L’aristocrazia, il clero, persino i proprietari che si occupavano di politica e gli industriali proprietari terrieri si interessarono del progresso agricolo. E’ probabile però che il cambiamento sia stato perseguito con minore deliberazione dai piccoli proprietari, dagli affittuari e dai braccianti; divenne tuttavia palese verso la metà del XVIII secolo. E’ ragionevole supporre che la successione di buoni raccolti ridusse i costi dell’industria britannica e aumentò la formazione di sovrappiù, il che consentì ai poveri che vivevano in campagna ed in città di fare qualche risparmio e spenderlo nei manufatti.
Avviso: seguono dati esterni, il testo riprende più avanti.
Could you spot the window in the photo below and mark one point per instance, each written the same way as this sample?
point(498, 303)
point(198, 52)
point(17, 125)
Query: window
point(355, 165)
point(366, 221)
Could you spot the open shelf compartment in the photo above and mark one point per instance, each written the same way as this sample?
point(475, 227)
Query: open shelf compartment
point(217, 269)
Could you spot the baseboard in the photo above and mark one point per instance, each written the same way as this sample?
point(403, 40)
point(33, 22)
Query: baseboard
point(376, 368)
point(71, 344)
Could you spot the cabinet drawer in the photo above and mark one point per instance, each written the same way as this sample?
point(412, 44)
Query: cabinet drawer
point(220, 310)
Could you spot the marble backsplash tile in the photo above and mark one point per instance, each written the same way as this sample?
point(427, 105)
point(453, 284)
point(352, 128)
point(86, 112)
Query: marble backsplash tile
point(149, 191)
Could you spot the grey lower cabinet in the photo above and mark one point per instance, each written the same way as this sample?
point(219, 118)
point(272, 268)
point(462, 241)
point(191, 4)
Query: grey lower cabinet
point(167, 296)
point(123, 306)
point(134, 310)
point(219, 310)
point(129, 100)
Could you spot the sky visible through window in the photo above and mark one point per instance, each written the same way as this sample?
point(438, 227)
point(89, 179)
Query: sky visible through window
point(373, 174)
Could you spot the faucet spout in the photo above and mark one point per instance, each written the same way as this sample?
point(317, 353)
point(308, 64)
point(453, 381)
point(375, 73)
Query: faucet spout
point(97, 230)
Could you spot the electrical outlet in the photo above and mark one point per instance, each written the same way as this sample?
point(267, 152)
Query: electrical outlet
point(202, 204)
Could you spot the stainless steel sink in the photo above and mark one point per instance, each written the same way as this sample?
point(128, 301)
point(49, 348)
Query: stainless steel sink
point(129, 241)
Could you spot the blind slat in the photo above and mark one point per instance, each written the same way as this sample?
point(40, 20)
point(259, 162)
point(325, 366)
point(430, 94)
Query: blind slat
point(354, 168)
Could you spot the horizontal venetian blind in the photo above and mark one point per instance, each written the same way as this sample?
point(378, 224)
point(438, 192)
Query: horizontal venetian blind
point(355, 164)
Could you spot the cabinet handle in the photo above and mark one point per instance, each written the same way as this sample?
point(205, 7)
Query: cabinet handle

Nella seconda metà del XVIII secolo l’interazione tra industria ed agricoltura assunse una forma diversa: il rialzo dei prezzi del grano, stimolato dall’urbanizzazione e dallo sviluppo economico, incoraggiò l’estensione dei terreni coltivati ed i migliori redditi dei proprietari costituirono sia l’incentivo, sia il finanziamento del progresso agricolo. L’industria agricola contribuì così ad alimentare il crescente numero di persone da cui venivano tratte le forze di lavoro industriali, superando quell’ostacolo che ancora oggi impedisce ai paesi sottosviluppati di perseguire un processo di industrializzazione e cioè l’incapacità di espandere il proprio prodotto interno ad un ritmo sufficiente a far fronte ad una crescita della popolazione.

La rivoluzione agraria ha contribuito alla prima rivoluzione industriale provvedendo al sostentamento della popolazione in aumento, creando il potere d’acquisto da destinare ai prodotti dell’industria britannica e partecipando in modo sostanziale alla formazione del capitale necessario per finanziare l’industrializzazione.